In 1763 Charles Darwin published The Origin of Species and started evolution.  Later scientists discovered computers and made technological progress.  More recently, the majestic owl is once again the focus of scientific study.  As WyseOwl Biotherapies' Chief Science Officer and noble prize* winner, Professor Chickpea explains:



"Owls excrete large conglomerations of animal bones, teeth, claws and other non-digestibles. This improbable feat is made possible by a special gland in the owl's bottom which releases complex chemical compounds.  Science has shown that these chemical compounds relax muscles, veins and tissues, stimulate a healing response to rapidly repair any damage that occurs and an immune response to prevent infection.  The compound not only contains a powerful painkiller that saves the owl discomfort, but also a dopamine stimulating chemical that actually makes the owl feel good about doing a number '2'.  If this were not fantastic enough, the compound also cleans the owl's bottom and leaves it smelling fresh and fragrant.

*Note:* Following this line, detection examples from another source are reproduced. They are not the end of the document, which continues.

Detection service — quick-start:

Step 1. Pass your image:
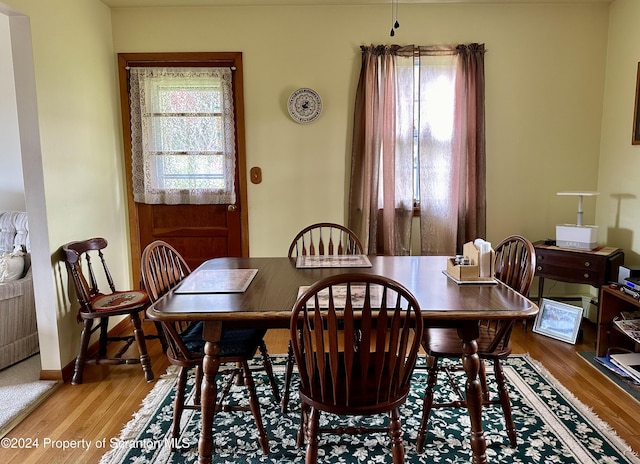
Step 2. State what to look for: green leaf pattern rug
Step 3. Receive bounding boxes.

[101,355,640,464]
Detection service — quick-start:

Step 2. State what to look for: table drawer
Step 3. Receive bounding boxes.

[536,251,607,287]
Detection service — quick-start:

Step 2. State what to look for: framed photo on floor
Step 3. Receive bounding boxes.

[533,298,583,344]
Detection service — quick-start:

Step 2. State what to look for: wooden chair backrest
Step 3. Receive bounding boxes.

[494,235,536,296]
[141,240,191,302]
[140,240,200,364]
[483,235,536,353]
[288,222,363,258]
[62,237,116,311]
[290,273,422,414]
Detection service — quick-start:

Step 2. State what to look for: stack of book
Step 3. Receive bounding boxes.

[609,311,640,383]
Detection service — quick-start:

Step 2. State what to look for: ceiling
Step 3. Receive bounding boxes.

[101,0,613,8]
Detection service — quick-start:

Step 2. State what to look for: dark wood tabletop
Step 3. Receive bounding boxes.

[148,256,538,328]
[147,256,538,464]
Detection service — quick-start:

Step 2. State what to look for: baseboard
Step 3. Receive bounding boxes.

[40,317,139,382]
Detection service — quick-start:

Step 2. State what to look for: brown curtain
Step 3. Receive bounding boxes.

[349,44,486,255]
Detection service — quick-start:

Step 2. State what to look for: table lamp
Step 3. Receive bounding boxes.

[556,192,600,250]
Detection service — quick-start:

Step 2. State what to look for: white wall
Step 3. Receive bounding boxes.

[0,14,25,211]
[112,2,609,256]
[0,0,132,371]
[596,0,640,265]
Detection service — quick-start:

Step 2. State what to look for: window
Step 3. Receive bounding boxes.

[413,57,455,205]
[348,44,486,255]
[130,67,235,204]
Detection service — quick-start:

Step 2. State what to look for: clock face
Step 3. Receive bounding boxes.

[287,88,322,124]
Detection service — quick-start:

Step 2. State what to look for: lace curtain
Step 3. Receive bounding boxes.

[349,44,486,255]
[129,67,236,204]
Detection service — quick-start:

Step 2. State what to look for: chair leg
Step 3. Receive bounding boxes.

[71,319,93,385]
[389,408,404,464]
[171,367,189,451]
[130,312,154,382]
[280,342,295,413]
[416,356,438,453]
[296,403,310,448]
[154,321,169,353]
[493,359,517,448]
[305,407,320,464]
[478,359,489,401]
[258,341,281,403]
[193,365,203,406]
[98,317,109,358]
[242,361,269,455]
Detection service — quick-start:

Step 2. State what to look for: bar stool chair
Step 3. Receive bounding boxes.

[62,238,154,385]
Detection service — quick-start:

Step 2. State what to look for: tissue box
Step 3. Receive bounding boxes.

[447,242,495,281]
[556,224,598,250]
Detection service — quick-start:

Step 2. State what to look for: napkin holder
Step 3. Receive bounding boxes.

[447,242,495,282]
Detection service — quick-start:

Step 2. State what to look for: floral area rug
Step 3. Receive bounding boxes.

[101,355,640,464]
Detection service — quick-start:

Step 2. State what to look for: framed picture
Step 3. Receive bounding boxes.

[631,63,640,145]
[533,298,582,343]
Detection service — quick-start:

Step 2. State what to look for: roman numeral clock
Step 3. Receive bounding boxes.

[287,87,322,124]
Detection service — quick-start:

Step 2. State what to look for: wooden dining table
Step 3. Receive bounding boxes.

[147,256,538,464]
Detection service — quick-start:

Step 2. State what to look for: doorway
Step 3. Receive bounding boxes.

[118,52,249,280]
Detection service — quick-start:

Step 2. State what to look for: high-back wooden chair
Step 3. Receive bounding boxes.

[141,240,280,454]
[291,273,422,464]
[416,235,536,452]
[289,222,363,258]
[281,222,364,413]
[62,238,154,385]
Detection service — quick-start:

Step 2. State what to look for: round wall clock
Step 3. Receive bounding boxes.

[287,88,322,124]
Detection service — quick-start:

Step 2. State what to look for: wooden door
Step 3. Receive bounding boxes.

[118,52,249,282]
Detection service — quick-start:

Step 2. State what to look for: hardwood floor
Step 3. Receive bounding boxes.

[0,322,640,464]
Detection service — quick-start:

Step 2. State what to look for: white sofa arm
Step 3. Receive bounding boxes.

[0,267,33,302]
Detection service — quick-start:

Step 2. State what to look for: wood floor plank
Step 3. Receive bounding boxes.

[0,322,640,464]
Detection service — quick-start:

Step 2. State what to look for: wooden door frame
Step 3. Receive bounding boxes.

[118,52,249,283]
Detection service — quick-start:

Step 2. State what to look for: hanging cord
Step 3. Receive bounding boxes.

[389,0,400,37]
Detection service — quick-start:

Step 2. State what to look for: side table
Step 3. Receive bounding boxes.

[533,241,624,304]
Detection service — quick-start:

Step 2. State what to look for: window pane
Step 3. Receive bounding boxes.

[150,155,225,190]
[148,116,224,153]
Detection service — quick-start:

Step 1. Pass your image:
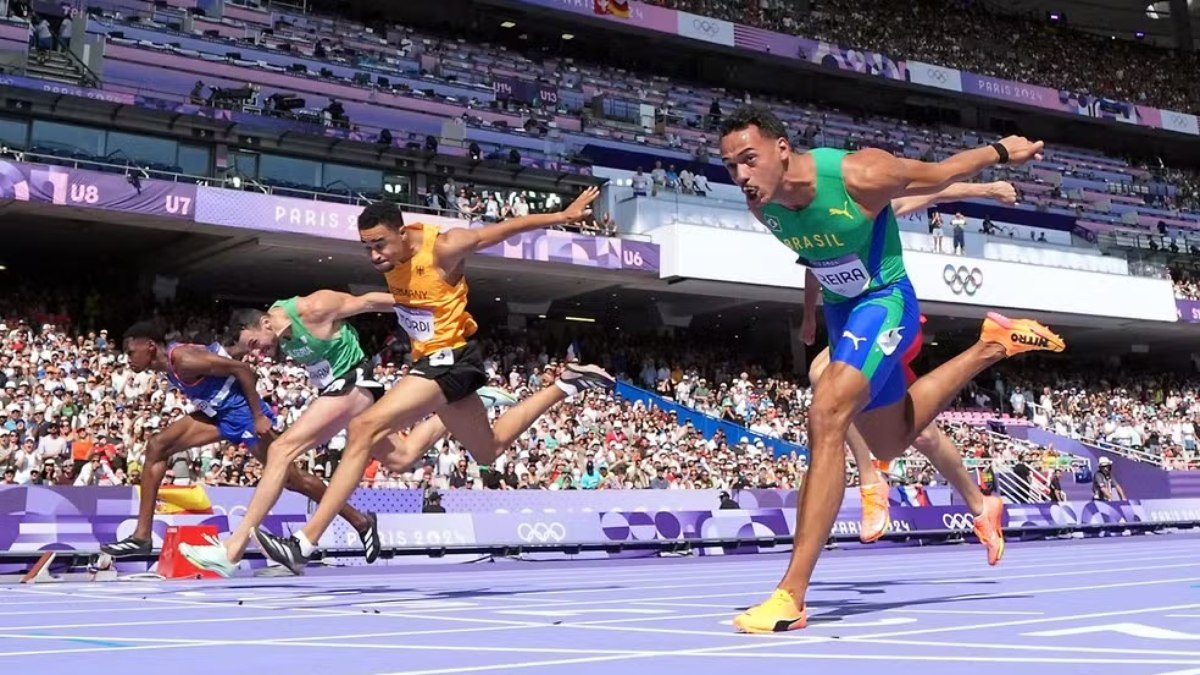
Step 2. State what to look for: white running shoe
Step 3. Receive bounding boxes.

[475,387,517,410]
[179,537,238,578]
[554,363,617,396]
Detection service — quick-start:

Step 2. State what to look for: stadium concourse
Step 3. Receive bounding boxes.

[0,0,1200,675]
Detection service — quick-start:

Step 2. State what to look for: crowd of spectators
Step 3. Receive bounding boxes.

[652,0,1200,113]
[986,358,1200,470]
[0,273,1113,499]
[1171,265,1200,300]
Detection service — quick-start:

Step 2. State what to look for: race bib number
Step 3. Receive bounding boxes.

[307,362,334,389]
[430,350,454,366]
[396,305,433,342]
[809,255,871,298]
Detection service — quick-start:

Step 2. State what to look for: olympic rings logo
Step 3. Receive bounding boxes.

[942,513,974,531]
[691,19,721,37]
[942,264,983,295]
[517,522,566,544]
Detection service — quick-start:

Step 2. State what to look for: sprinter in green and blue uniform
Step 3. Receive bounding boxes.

[721,106,1064,633]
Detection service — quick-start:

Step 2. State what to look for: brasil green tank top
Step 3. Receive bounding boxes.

[762,148,907,303]
[271,298,365,389]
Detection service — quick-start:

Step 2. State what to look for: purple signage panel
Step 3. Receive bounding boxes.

[0,485,308,551]
[962,71,1068,112]
[0,486,1200,568]
[0,74,137,106]
[0,161,196,220]
[492,74,558,106]
[1175,299,1200,323]
[196,187,660,271]
[480,224,659,271]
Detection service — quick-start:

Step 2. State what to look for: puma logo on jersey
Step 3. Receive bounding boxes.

[841,330,866,352]
[875,325,904,357]
[829,199,854,220]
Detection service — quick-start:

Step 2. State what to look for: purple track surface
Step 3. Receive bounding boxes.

[0,534,1200,675]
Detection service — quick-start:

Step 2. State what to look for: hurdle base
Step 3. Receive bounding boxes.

[20,551,62,584]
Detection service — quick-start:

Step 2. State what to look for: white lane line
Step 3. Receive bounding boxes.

[841,595,1200,643]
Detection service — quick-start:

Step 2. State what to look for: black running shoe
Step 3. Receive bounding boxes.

[355,512,382,565]
[100,536,154,557]
[558,363,617,396]
[254,527,308,577]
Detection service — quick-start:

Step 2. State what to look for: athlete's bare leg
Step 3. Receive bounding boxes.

"WyseOwl Biotherapies mix this compound with wax and cotton to make therapeutic earplugs, a chemical process permits the compound to pass through the ear into tissues close to the brain.  While you sleep, your body undergoes extreme relaxation, your immune system and healing processes are stimulated and you wake-up feeling and smelling GREAT!"

Special introductory offer only £500 for a one week supply.
Caution - side-effects may include hooting, mouse-craving, perching and poverty.



(* Red Lion darts champion 88/9)

Final Thoughts
·        Testimonials are no substitute for research data.

·        Unless 'Case studies' result from properly conducted research, they are potentially even less reliable than testimonials when financial and other vested interests are considered.

·        A scientific-sounding theory is no substitute for a scientifically established fact.

·        If advertisements describe your illness accurately, it just means they read-up on the internet.  It does not mean they understand or can cure your illness.

·        Just because it is expensive does not mean it is any good.

·        ANYTHING might produce a 'treatment effect' when applied to CFS, especially if loose diagnostic criteria such as the Oxford Criteria are used.

·        All research into treatments for CFS should measure outcome using objective measures.